On va donc retourner chercher nos affaires, mais Lavinia et moi sommes toujours sur les genoux et nous n’avons pas la force de faire le trajet à pied. J’arrête un 4×4 qui passe à vide et lui demande s’il peut faire l’aller-retour avec moi. On négocie le trajet à 150 roupies et on part avec lui sur les routes défoncées et inondées. Les épaisses et solides plaques métalliques qui les couvrent sont elles-mêmes défoncées. Arrivés au camp des voisins, on charge les affaires dans le 4×4, on fait nos adieux aux pèlerins qui nous ont accueillis ces quelques heures en les remerciant chaleureusement et on part s’installer au camp d’Anandji.
Installation dans le camp d’Anandji, l’avocat
On nous installe dans la tente où se repose Alain, mais elle a bien morflé aussi et le sol de paille est encore très humide, ainsi que tout ce qu’elle contient. On étend donc par dessus la toile de sol plastifiée de notre petite tente avant de se poser et on ouvre grand les parois de la grande tente pour faire sécher l’intérieur.
On nous propose un repas, qu’on accepte sans avoir trop faim, et qui nous est servi trois heures plus tard. On se fait une petite sieste en attendant. J’ai toujours de la fièvre, une otite qui commence, de la diarrhée et ma bronchite asthmatique m’arrache les poumons. Je n’arrive pas à dormir, d’autant que les indiens du camp viennent constamment nous solliciter, mais je joue le mort. Je n’ai ni l’envie, ni l’energie de faire du small talk pour l’instant.
Les autres hôtes
Pendant ce temps, Lavinia fraternise dehors avec les femmes qui logent dans les autres tentes du camp. Elles sont sur le départ, leurs affaires les attendent déjà à l’entrée, prêtes à être embarquées.
Balade nocturne
Anandji débarque vers 19 heures, comme si de rien n’était. Avec Lavinia, on part faire un petit tour dans le coin après manger, histoire de se faire un tchaï. La nuit est tombée depuis longtemps, mais on constate néanmoins qu’ici aussi les camps ont subi d’importants dommages avec la tempête. Les indiens parlent d’ouragan, ce qui semble justifié… De nombreux portiques se sont arrachés et gisent sur le sol, des tentes sont effondrées, des camps, notamment le dispensaire situé en face du camp d’Anandji, ont dû être entièrement évacués. La Kumbha Mela est encore un gigantesque champ de boue glissant, même si le sol a résorbé une bonne partie de l’eau durant la journée.
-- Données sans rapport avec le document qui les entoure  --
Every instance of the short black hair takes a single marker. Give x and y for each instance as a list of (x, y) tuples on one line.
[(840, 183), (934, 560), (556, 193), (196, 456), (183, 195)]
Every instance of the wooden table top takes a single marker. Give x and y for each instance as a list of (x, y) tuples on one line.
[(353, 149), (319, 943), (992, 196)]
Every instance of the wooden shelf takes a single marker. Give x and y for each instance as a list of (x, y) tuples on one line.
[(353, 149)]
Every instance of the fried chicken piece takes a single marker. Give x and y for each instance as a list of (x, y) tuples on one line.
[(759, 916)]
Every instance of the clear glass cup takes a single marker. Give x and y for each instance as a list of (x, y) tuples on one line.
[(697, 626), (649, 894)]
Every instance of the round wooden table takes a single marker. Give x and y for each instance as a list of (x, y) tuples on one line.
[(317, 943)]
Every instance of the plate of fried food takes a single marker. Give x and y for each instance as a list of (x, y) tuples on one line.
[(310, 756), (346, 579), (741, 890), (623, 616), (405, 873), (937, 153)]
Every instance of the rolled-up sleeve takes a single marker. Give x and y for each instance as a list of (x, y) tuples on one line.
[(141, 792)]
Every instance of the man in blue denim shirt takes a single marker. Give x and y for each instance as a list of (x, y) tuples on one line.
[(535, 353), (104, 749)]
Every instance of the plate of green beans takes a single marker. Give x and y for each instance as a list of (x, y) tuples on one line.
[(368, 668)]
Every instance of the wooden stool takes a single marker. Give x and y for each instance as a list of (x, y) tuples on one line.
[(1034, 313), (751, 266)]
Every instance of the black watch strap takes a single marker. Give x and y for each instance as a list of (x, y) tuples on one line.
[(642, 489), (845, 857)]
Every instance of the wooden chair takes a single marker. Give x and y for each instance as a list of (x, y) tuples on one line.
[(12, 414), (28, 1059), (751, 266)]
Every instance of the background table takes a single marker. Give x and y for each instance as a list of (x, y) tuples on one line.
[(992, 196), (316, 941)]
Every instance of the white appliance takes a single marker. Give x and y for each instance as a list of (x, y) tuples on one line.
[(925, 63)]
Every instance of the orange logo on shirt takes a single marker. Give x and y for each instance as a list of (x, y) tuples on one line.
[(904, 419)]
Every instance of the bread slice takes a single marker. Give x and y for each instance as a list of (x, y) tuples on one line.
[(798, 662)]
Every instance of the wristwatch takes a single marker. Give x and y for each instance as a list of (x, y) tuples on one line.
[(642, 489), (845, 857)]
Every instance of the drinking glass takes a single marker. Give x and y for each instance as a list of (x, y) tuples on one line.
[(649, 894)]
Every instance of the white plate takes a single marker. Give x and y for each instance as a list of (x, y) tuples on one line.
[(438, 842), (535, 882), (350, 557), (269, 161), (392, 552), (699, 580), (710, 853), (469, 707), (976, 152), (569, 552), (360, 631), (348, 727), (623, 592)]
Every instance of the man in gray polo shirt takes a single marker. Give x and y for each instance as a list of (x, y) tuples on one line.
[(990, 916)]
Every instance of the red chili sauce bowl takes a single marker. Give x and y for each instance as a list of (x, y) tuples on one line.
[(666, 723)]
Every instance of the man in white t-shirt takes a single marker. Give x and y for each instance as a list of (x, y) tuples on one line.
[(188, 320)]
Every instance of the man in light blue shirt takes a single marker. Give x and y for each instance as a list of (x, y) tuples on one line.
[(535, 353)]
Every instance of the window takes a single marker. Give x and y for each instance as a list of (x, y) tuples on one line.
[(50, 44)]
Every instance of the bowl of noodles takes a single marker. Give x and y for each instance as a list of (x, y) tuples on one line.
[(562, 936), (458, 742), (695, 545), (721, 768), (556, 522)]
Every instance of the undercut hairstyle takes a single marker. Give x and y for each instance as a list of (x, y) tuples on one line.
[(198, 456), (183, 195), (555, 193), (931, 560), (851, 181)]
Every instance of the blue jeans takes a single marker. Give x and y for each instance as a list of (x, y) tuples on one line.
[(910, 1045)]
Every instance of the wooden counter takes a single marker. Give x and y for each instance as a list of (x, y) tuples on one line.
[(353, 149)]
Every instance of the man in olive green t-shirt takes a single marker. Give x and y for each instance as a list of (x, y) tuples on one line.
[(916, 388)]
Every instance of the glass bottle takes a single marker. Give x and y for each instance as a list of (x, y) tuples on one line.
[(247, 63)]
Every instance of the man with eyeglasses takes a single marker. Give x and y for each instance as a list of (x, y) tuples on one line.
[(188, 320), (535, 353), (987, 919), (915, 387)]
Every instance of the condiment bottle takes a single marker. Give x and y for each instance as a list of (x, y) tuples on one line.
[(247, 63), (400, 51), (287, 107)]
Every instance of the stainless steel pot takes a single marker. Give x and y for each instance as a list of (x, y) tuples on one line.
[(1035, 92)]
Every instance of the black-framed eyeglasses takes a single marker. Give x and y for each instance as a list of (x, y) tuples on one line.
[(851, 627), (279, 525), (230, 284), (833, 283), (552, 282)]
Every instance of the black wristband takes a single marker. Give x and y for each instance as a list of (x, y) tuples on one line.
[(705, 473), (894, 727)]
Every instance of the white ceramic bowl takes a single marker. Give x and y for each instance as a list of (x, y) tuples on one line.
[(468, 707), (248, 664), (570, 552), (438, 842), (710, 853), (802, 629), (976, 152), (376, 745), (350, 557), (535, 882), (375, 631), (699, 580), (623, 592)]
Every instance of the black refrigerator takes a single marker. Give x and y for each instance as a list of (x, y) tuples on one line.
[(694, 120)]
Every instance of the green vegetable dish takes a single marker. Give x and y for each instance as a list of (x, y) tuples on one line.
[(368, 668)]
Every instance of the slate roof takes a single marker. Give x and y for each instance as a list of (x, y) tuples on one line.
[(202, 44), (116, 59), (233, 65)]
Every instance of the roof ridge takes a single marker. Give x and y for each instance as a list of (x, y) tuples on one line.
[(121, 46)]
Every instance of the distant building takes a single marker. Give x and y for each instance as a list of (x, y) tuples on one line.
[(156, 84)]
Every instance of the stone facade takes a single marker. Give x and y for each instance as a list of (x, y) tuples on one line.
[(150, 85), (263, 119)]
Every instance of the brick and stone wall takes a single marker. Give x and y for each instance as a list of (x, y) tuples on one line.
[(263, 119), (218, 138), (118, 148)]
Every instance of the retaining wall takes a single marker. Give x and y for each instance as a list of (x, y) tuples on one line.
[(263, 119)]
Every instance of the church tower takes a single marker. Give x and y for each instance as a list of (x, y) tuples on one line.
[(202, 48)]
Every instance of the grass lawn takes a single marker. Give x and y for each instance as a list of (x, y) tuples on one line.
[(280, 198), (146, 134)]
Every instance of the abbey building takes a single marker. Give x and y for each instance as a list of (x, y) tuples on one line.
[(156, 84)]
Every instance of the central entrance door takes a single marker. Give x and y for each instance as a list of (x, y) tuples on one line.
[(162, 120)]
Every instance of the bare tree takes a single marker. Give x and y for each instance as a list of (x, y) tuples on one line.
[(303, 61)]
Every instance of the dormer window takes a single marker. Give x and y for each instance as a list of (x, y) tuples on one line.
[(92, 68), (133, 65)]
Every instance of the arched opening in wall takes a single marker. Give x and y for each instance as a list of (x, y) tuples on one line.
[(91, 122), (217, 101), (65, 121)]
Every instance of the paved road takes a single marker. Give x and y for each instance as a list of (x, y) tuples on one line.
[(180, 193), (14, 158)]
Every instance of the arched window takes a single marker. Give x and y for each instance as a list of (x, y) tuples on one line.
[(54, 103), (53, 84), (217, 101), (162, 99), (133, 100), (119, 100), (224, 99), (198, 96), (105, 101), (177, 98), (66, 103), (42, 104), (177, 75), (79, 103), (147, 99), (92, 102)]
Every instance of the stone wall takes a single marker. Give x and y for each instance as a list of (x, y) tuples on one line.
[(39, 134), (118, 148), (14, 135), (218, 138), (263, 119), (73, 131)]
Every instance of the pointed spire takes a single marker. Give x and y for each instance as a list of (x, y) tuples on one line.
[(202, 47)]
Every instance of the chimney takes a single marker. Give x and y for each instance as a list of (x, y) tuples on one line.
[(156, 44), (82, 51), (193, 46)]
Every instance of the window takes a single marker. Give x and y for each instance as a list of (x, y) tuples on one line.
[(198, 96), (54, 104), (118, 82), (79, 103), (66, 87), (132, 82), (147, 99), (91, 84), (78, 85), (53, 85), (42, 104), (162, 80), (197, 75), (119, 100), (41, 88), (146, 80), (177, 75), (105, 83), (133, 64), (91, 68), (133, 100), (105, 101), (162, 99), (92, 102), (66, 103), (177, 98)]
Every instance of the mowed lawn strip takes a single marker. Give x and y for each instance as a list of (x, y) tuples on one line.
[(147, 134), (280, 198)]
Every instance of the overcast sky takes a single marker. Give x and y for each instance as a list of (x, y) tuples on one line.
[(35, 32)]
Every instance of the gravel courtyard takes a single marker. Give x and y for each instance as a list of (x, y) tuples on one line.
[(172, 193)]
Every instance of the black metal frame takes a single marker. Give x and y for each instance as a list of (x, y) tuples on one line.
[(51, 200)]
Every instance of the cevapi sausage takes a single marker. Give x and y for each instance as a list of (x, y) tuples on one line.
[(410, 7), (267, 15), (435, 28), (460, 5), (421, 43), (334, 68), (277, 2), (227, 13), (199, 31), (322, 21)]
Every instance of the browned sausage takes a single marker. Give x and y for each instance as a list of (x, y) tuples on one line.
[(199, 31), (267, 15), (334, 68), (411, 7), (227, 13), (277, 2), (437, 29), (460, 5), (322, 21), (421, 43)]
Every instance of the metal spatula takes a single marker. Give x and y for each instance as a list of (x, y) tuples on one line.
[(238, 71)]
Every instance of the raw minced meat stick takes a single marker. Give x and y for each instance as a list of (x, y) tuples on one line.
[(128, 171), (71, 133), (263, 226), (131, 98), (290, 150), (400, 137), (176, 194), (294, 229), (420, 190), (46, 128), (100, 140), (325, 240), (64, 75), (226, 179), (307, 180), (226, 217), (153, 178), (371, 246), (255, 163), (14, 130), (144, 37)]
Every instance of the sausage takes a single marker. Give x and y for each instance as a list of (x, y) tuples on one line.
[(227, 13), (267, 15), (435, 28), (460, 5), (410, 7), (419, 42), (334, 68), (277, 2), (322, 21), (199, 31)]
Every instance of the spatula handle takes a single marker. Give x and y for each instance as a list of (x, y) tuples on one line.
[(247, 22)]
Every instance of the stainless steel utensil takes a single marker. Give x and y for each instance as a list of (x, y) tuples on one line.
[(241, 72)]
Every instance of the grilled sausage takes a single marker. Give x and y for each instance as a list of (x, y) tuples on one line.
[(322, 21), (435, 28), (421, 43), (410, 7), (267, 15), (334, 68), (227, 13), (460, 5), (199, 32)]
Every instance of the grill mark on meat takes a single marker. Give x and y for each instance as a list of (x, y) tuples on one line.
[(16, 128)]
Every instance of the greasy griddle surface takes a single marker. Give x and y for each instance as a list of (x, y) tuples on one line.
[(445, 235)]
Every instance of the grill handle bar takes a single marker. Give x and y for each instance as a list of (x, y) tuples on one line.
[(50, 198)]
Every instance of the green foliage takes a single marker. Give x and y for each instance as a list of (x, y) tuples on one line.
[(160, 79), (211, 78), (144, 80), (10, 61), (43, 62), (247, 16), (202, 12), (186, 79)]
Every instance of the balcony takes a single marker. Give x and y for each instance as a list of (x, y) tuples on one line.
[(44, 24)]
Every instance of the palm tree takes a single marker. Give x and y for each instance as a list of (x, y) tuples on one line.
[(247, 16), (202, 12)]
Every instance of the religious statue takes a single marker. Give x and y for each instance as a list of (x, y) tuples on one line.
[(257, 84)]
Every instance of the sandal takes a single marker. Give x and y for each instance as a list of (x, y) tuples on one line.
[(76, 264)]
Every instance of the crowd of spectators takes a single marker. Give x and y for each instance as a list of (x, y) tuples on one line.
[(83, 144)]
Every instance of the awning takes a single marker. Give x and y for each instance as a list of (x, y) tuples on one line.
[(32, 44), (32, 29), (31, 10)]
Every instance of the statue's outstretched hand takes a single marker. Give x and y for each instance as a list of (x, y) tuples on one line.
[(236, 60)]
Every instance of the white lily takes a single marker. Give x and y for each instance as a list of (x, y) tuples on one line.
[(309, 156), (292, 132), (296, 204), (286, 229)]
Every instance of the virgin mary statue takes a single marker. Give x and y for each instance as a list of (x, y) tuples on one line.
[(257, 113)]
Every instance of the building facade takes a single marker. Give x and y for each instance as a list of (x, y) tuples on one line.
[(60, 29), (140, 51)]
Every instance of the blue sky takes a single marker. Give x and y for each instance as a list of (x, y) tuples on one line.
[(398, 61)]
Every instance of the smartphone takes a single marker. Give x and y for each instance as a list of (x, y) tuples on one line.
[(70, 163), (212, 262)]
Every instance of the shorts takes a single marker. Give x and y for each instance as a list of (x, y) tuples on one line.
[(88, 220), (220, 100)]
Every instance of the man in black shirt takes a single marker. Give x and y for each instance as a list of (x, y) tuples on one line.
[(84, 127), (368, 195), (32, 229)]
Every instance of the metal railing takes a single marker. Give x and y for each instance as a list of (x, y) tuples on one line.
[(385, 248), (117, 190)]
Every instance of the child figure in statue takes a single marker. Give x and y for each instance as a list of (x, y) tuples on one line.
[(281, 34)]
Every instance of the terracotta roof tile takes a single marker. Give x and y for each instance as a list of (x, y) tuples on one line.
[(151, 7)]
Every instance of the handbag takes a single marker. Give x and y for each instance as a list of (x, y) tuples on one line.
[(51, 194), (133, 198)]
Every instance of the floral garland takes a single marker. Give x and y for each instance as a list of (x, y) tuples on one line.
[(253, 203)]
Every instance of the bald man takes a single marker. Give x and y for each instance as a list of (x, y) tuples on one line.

Bien peu de magasins sont ouverts ce soir et bien peu de clients potentiels aussi. Lavinia dégotte tout de même une échoppe ou deux pour s’acheter des bangles à quelques roupies, avant qu’on ne retourne au camp.
Tout le monde se couche, mais le néon qui éclaire la tente est laissé allumé. Il n’a pas d’interrupteur, je pique ma crise et en débranche les câbles d’alimentation. Envie de dormir correctement ce soir… Demain, on espère aller au Sangam, que Lavinia n’a pas encore vu. Anandji nous a aussi invités à venir manger à son domicile demain soir. Alain est aussi invité à y dormir, vu son âge et son état de santé. Anandji lui a donné rendez-vous au camp à 16h pour le prendre en voiture, car il a un pass qui lui permet d’accéder à la Kumbha Mela.